Culture

Eight-Hour Waits at U.S. Airports for Virus Screenings Called 'Unacceptable' and 'Atrocious'

In this Saturday, March 14, 2020 photo provided by Elizabeth Pulvermacher travelers returning from Madrid wait in a coronavirus screening line at Chicago's O'Hare International Airport. (Elizabeth Pulvermacher via AP)

There wasn’t much “social distancing” at U.S. airports Saturday as the ban on travel to Europe resulted in 7- and 8-hour waits at airports for virus screening.

The situation at Dallas/Fort Worth airport was described as “atrocious, no semblance of a line beyond the barriers and no officials or staff around to direct.”

Illinois Governor J.B. Pritzker called the situation at O’Hare “unacceptable,” among other, more colorful epithets.

It appears that the crush of passengers at 11 airports where travelers were steered caught the TSA by surprise. Chicago Mayor Lori Lightfoot weirdly referred to the travel ban as “reactionary” and blamed it all on Trump.

Chicago Sun-Times:

Earlier Saturday at the state’s daily coronavirus news conference, the city’s top health department official said that airport screening procedures are determined at the federal level.

“And our concern is when travelers are not getting full information when returning,” said Dr. Allison Arwady, commissioner of the Chicago Department of Public Health. “It’s really making sure they understand what to watch for, what symptoms, where to reach out if they need to.

The CBP said it was aware of the problem and working to address it.

“Our goal is and remains to process passengers as safely and efficiently as possible,” the agency wrote in the statement. “We appreciate the patience of the traveling public as we deal with this unprecedented situation.

“We’re continuing to balance our efficiencies with ensuring the health and safety of all American citizens through enhanced medical screening in accordance with CDC guidelines due to the global COVID-19 pandemic. Nothing is more important than the safety, health and security of our citizens.”

Crisis? What crisis? The Democratic politicians going off on Trump is to be expected. But what did these travelers expect? Leis and pretty girls kissing them on the cheek when they deplaned?

The woman is right. That crowd is a Petri dish of disease. Maybe the passengers would have preferred to deplane a few people at a time, like they should have. It would have taken days instead of hours to let all the passengers go.

America is not prepared for what’s coming. Revelers are already crowding bars in Chicago for St. Patrick’s Day celebrations. Governor Pritzker has been thinking about closing bars and restaurants but is apparently too busy whining about inaction from Trump. Mayor Lightfoot could close the bars, but she too is too busy playing politics.

And the people? Screw this social distancing crap, I wanna party. Meanwhile, people who don’t show any symptoms of Covid-19 and are infected may be playing a much larger role in giving it to others.

CNN:

New studies in several countries and a large coronavirus outbreak in Massachusetts bring into question reassuring assertions by US officials about the way the novel virus spreads.

These officials have emphasized that the virus is spread mainly by people who are already showing symptoms, such as fever, cough or difficulty breathing.

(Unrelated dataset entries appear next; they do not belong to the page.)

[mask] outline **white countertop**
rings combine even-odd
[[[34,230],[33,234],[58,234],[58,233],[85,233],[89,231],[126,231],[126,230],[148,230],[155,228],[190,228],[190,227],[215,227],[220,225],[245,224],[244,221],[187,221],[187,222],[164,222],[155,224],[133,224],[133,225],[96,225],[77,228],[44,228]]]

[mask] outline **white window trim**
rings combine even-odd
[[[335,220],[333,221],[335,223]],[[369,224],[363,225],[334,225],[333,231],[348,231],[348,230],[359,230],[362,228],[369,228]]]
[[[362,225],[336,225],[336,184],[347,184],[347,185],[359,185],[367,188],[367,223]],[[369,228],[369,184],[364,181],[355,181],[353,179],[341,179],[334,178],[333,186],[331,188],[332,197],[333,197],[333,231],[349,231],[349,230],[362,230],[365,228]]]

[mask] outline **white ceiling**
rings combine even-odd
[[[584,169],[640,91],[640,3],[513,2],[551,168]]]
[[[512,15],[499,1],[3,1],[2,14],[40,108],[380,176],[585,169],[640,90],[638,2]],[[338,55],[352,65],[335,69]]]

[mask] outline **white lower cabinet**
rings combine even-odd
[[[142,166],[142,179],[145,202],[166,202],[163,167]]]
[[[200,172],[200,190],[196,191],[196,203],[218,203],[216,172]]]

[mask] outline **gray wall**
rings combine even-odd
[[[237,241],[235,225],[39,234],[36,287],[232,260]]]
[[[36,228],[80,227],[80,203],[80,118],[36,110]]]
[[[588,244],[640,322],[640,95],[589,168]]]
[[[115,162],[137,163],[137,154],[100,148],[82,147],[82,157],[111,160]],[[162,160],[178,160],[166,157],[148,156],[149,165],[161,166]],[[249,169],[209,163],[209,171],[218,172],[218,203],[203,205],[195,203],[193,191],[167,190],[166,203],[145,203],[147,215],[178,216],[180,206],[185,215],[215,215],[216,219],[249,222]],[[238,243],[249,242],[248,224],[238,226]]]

If that’s true, it’s good news, since people who are obviously ill can be identified and isolated, making it easier to control an outbreak.

But it appears that a Massachusetts coronavirus cluster with at least 82 cases was started by people who were not yet showing symptoms, and more than half a dozen studies have shown that people without symptoms are causing substantial amounts of infection.

All the bellyaching from politicians and finger-pointing can’t obscure the simple fact that there’s a helluva lot we don’t know about this bug and there’s probably a lot that we think we know but are wrong about. That’s the way science works — trial and error, question and answer.

The problem is, while scientists and experts figure it out, people are dying and everyone else’s life is severely impacted.